SEBIs guidelines for passive funds are good but the regulator should facilitate more India-specific indices
Passive funds, which simply mirror an index or asset without active fund manager calls, have lately become the main route through which global investors participate in financial markets. Low fees, negligible manager risks and ease of choice are key advantages of passive investing over the active route. But in India, passive funds account for just 14 per cent of mutual fund assets. Lack of active promotion by funds and intermediaries, high tracking errors and mispricing and liquidity issues when transacting in ETFs (Exchange Traded Funds), are key reasons for the limited investor interest. SEBI’s latest circular on the development of passive funds aims to tackle these issues, while laying down ground rules for the passive debt category.
One of the key challenges facing Indian ETF investors is their lack of secondary market liquidity which also leads to market prices straying widely off NAVs. To address this, SEBI has asked AMCs to appoint at least two market makers for each ETF who will exchange baskets of stocks for units and vice versa, with the AMC. While market-making is supposed to bridge bid-ask spreads, it is a capital-intensive business and has yielded mixed results with other assets in the past. SEBI allowing larger ETF investors with a ₹25 crore threshold, to directly transact with AMCs can help institutions such as the EPFO invest more efficiently in passives. For retail investors, SEBI has also asked AMCs to open a liquidity window for transactions below ₹25 crore, if ETF units are heavily discounted or thinly traded. But some of these rules are onerous and may nudge AMCs to launch more open-end index funds instead of ETFs in future. SEBI’s move requiring all ETFs/index funds to disclose their tracking error and tracking difference daily should promote better management, though the ceiling of 2 per cent on tracking error and 1.25 per cent on tracking difference appears a little too liberal. On the debt side, where passive funds only loosely mirror benchmarks owing to market imperfections, SEBI has tried to reduce the elbow-room for funds to stray while setting limits on risk-taking. Passive debt funds tracking corporate bond indices will now need to ensure at least 80 cent index replication and stick to a 15 per cent single-issuer limit. Target maturity funds cannot allow their portfolios to deviate from the index by more than 10 per cent. While these rules are welcome, the current crop of passive debt funds are still complex, as they track custom-made indices that combine PSU bonds, G-secs and State Development Loans. Simpler debt funds that offer pure-play exposure to say, A1 plus commercial paper or 3-year gilts would be welcome.

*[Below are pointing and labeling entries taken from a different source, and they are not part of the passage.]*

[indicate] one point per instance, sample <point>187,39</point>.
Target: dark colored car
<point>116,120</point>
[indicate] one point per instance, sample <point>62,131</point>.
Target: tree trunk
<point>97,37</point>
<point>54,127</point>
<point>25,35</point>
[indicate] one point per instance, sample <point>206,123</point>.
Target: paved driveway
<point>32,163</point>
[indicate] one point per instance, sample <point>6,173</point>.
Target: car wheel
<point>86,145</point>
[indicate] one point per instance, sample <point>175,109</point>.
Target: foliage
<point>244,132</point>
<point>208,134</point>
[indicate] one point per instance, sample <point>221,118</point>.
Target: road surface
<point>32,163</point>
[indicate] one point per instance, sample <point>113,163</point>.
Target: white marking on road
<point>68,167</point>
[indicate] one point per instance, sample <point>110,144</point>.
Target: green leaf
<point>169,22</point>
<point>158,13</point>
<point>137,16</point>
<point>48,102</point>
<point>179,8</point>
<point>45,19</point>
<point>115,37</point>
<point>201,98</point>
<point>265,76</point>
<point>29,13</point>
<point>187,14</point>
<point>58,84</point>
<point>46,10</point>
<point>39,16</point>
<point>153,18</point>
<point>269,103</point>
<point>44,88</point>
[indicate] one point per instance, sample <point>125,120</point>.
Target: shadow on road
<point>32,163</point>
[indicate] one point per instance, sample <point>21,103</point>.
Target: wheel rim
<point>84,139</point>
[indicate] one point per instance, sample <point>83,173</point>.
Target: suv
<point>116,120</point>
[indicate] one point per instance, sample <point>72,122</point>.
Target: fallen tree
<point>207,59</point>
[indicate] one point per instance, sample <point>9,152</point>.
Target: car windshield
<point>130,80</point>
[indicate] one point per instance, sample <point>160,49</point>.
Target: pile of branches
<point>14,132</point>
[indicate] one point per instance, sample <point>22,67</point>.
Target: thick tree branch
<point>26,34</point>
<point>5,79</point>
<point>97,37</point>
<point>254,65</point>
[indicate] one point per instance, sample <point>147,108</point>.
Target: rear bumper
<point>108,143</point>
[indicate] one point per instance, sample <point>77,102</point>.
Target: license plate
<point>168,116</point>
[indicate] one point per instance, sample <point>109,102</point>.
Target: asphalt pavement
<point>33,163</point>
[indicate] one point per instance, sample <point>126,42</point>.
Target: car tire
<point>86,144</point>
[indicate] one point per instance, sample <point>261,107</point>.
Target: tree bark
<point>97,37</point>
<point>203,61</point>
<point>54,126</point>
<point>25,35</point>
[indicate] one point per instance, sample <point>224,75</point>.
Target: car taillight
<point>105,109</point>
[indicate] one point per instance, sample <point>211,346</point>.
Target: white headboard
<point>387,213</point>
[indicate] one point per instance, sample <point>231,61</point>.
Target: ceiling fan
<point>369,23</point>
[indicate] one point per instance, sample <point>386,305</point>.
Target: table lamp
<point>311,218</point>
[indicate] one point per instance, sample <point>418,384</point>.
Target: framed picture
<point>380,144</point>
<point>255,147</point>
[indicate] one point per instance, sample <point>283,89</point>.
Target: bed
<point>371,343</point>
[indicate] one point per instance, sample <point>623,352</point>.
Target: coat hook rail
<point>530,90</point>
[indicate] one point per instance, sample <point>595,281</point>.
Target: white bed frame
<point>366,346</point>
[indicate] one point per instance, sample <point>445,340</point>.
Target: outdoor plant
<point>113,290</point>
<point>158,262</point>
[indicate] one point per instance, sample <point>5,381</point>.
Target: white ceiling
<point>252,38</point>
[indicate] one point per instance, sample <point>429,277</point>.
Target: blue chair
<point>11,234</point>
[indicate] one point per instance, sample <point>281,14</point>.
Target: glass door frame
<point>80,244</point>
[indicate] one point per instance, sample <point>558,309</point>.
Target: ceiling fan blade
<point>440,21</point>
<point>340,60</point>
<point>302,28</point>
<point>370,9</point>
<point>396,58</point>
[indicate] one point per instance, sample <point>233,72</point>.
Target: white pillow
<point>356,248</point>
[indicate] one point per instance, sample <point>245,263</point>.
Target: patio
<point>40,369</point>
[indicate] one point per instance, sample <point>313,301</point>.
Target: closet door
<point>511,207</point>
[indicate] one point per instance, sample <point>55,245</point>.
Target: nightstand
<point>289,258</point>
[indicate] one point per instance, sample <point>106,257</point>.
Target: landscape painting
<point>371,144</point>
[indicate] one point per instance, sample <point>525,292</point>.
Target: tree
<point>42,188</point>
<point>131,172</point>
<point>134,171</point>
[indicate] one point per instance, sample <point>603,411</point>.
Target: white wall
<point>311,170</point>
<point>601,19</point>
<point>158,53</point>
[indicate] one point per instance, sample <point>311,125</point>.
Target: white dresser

Passive products can only be as good as the indices they track. On this score Indian markets have limited variety to offer, with only the arms of the two stock exchanges offering indices. SEBI should get more global index providers to launch India-specific indices based on factor and smart-beta investing. In the long run, both the fund industry and retirees would benefit, if pension funds such as the NPS and EPF can be encouraged to take only the index route to investing in both the debt and equity markets.